In either situation, DNA replication is initiated at sites called origins of replication. These are regions of the DNA molecule that are recognized by special proteins called initiator proteins that bind the DNA. In E.coli, origins have small regions of A-T-rich sequences that are “melted” to separate the strands, when the initiator proteins bind to the origin or replication. As you may remember, A-T base-pairs, which have two hydrogen bonds between them are more readily disrupted than G-C base-pairs which have three apiece (Figure 7.15).
How many origins of replication are there on a chromosome? In the case of E. coli, there is a single origin of replication on its circular chromosome. In eukaryotic cells there may be many thousands of origins of replication, with each chromosome having hundreds (Figure 7.16). DNA replication is, thus, initiated at multiple points along each chromosome in eukaryotes. Electron micrographs of replicating DNA from eukaryotic cells show many replication bubbles on a single chromosome. This makes sense in light of the large amount of DNA that there is to be copied in cells like our own, where beginning at one end of each chromosome and replicating all the way through to the other end from a single origin would simply take too long. This is despite the fact that the DNA polymerases in human cells are capable of building new DNA strands at the very respectable rate of about 50 nucleotides per second!
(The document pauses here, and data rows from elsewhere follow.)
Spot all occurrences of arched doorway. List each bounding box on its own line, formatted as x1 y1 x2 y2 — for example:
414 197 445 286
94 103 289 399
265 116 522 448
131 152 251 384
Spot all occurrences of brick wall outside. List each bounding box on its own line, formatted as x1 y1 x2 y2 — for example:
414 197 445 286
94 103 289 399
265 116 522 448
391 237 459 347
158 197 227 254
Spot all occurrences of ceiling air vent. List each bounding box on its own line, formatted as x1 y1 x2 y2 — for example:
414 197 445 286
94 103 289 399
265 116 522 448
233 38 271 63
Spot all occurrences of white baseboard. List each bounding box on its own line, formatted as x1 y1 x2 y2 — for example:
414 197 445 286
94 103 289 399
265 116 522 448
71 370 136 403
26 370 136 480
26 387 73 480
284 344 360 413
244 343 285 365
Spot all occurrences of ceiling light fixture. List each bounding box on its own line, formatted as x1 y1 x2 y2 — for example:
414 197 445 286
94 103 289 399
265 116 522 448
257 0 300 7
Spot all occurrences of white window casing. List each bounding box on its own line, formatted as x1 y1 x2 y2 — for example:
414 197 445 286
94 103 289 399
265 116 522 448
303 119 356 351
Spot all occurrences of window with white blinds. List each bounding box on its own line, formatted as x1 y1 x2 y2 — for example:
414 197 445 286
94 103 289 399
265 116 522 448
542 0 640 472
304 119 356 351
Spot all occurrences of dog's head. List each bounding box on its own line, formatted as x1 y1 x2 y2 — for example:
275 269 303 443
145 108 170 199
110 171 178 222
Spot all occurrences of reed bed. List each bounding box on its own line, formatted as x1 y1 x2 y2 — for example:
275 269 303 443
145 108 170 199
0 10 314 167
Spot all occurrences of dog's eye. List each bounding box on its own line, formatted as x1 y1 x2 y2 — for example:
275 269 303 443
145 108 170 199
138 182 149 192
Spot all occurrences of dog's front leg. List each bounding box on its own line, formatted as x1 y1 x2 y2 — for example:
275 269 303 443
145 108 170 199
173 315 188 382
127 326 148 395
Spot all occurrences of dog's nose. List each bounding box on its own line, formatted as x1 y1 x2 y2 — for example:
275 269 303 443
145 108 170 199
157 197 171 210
- A double-helical parental molecule must be unwound to expose single strands of DNA that can serve as templates for the synthesis of new DNA strands.
Once a small region of the DNA is opened up at each origin of replication, the DNA helix must be unwound to allow replication to proceed. The unwinding of the DNA helix requires the action of an enzyme called helicase.
Helicase uses the energy released when ATP is hydrolyzed, to break the hydrogen bonds between the bases in DNA and separate the two strands (Figure 7.17). Note that a replication bubble is made up of two replication forks that "move" or open up, in opposite directions. At each replication fork, the parental DNA strands must be unwound to expose new sections of single-stranded template.
- This unwinding must be accomplished without introducing topological distortion into the molecule.
What is the effect of unwinding one region of the double helix? Local unwinding of the double helix causes over-winding (increased positive supercoiling) ahead of the unwound region.
The DNA ahead of the replication fork has to rotate, or it will get twisted on itself and halt replication. This is a major problem, not only for circular bacterial chromosomes, but also for linear eukaryotic chromosomes, which, in principle, could rotate to relieve the stress caused by the increased supercoiling.
The reason this is problematic is that it is not possible to rotate the entire length of a chromosome, with its millions of base-pairs, as the DNA at the replication fork is unwound. How, then, is this problem solved? Enzymes called topoisomerases can relieve the topological stress caused by local “unwinding” of the extra winds of the double helix. They do this by cutting one or both strands of the DNA and allowing the strands to swivel around each other to release the tension before rejoining the ends. In E. coli, the topoisomerase that performs this function is called gyrase.
- The separated single strands of DNA must be kept from coming back together so the new strands to be synthesized.
Single-strand DNA binding protein
Once the two strands of the parental DNA molecule are separated, they must be prevented from going back together to form double-stranded DNA. To ensure that unwound regions of the parental DNA remain single-stranded and available for copying, the separated strands of the parental DNA are bound by many molecules of a protein called single-strand DNA binding protein (SSB - Figure 7.18).
Figure 7.18 - Proteins at a prokaryotic DNA replication fork - Image by Martha Baker
- DNA polymerases cannot begin synthesis of a new DNA strand de novo and require a free 3' OH to which they can add DNA nucleotides.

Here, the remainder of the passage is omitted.